Истомина старела прямо на глазах, стремительно и, как мне казалось, необратимо. Она уже никогда не станет прежней, даже когда пройдет время и все забудется, она так и останется старухой, сгорбленной, дрожащей и слабеющей.
– Нет, – глухо проговорила она, не глядя на меня.
– Нет? Не поделилась?
– Нет, – повторила она чуть тверже.
– Но вы все равно узнали, – я не то спросил, не то утверждал.
– Я… догадалась.
– Когда?
– Недавно.
– А точнее?
– Когда вы показывали мне фотографию того милиционера.
– Личко?
– Нет, другого. Два дня назад.
– Забелина?
– Да, кажется… Я не запомнила фамилию.
– Значит, вы все-таки его узнали?
– Узнала? – она посмотрела удивленно и непонимающе и покачала головой. – Нет, нет, я его не вспомнила. Но в тот момент все сложилось… Хотя должно было сложиться раньше… Я не подумала… вернее, я не хотела об этом думать. Так будет честнее. Я не хотела.
Наконец она взглянула на меня прямо и открыто, и мне показалось, что это стоило ей огромных усилий.
– Я должна была догадаться еще тогда, когда вы сказали, что у Лены был брат.
– Вы действительно этого не знали?
– Нет. Я вас не обманываю, я действительно не знала. Мне придется вам рассказать… Об этом никто не знает, кроме меня и дяди Жоры.
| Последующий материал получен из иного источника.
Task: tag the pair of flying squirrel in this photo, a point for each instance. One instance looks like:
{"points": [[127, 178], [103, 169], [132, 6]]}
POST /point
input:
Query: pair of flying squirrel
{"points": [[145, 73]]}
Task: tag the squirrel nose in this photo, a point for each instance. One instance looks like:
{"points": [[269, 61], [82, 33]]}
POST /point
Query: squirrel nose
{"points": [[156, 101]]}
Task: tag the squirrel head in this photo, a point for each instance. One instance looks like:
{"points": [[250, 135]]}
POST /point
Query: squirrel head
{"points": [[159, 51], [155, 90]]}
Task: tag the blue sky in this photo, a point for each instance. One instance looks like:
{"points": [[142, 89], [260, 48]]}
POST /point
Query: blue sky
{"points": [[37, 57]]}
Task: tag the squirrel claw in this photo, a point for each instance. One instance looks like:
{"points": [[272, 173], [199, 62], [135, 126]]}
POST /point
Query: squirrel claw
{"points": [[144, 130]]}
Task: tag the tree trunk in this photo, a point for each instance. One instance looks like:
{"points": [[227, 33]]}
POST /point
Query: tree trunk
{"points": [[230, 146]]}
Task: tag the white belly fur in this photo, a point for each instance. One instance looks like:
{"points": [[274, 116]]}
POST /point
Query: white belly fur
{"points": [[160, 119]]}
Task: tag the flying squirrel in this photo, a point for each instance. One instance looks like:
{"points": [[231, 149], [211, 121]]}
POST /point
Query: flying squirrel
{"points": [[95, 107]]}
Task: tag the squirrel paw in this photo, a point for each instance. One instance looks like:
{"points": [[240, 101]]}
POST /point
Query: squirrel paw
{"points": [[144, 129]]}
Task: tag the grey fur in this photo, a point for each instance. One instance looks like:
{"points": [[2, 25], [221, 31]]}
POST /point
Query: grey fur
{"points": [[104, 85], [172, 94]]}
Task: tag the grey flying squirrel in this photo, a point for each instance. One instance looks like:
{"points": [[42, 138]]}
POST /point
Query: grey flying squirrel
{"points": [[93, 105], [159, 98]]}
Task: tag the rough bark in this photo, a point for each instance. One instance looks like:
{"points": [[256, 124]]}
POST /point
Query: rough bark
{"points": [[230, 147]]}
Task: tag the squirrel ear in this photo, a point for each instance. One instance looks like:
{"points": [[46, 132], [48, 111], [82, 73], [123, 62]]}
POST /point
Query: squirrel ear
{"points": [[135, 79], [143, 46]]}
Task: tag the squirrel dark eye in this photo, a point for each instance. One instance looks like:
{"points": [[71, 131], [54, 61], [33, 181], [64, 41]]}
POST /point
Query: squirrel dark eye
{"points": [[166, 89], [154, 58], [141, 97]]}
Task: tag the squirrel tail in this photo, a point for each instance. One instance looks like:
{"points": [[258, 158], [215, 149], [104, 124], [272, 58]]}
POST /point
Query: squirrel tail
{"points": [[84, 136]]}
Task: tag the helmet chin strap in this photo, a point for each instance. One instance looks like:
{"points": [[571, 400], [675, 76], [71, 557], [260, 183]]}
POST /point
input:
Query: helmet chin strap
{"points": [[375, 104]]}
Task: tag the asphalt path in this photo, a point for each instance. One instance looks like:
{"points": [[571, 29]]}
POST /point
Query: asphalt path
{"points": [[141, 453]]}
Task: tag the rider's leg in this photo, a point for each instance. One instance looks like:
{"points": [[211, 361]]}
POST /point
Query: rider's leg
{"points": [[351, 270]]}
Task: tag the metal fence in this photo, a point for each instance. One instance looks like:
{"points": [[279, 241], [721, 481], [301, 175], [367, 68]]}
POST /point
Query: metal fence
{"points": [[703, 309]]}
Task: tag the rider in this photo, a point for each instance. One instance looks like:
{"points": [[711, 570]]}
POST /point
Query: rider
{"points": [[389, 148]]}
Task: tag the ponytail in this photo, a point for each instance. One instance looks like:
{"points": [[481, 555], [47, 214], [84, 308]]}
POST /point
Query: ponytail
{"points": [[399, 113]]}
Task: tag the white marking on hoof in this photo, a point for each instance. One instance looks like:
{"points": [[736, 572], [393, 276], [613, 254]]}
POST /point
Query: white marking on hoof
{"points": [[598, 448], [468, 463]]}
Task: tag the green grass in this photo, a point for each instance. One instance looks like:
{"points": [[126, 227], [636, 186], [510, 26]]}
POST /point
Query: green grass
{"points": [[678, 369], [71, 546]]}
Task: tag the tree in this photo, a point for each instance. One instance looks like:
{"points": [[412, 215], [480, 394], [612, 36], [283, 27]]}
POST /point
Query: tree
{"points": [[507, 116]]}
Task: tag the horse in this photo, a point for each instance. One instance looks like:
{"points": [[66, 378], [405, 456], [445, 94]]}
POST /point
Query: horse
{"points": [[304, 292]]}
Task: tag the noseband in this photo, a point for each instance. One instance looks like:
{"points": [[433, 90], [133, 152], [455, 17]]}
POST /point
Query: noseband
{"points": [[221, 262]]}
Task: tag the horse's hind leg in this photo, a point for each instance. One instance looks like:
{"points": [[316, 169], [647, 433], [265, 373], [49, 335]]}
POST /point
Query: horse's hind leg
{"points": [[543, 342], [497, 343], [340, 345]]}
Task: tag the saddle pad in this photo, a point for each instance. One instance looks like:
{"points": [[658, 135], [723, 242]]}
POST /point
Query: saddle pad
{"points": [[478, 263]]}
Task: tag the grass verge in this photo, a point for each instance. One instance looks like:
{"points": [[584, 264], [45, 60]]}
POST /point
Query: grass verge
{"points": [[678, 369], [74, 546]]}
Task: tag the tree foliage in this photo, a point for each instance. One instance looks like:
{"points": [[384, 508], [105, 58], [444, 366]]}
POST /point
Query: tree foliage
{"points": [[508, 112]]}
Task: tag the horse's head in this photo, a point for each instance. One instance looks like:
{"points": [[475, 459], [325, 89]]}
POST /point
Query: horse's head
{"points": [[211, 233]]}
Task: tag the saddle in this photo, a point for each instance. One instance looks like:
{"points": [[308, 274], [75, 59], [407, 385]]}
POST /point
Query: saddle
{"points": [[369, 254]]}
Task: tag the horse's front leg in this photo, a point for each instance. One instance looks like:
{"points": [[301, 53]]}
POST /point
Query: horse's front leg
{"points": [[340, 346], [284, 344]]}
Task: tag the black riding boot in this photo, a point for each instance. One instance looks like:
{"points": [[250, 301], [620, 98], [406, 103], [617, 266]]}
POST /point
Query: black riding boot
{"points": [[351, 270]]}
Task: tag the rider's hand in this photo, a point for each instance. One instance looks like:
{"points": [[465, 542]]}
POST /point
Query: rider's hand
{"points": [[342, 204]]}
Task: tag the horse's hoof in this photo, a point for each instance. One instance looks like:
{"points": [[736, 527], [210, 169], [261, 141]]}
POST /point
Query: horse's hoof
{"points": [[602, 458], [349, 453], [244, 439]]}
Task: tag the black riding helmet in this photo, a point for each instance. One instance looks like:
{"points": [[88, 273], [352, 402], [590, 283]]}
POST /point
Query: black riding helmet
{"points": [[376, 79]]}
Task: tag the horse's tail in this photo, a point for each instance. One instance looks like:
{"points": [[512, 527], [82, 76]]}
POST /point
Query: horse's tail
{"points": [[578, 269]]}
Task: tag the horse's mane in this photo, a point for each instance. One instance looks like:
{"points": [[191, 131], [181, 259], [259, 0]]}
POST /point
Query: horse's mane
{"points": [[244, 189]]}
В квартире своей подруги Майи Лена Шляхтина хранила рукописи. И те, которые посылала на творческие конкурсы, и другие, над которыми работала в свободное время. Она хотела стать писателем и была уверена, что сумеет добиться своего, даже если не получит необходимого образования.
– То, что вы все пишете, – она презрительно морщила носик, – это жуткая преснятина. Соли нет, перца нет, специй нет. Как резиновые макароны без ничего. То, что я напишу, произведет эффект разорвавшейся бомбы. Вот увидишь. Чтобы хорошо писать, не нужно знать историю литературы и всякие там никому не нужные премудрости про стиль и композицию, нужно знать жизнь. Никто из вас ее не знает, вы же все идеологически стерильные, как кастрированные кошки, живете в башне из слоновой кости и размышляете над смыслом жизни, которой не живете.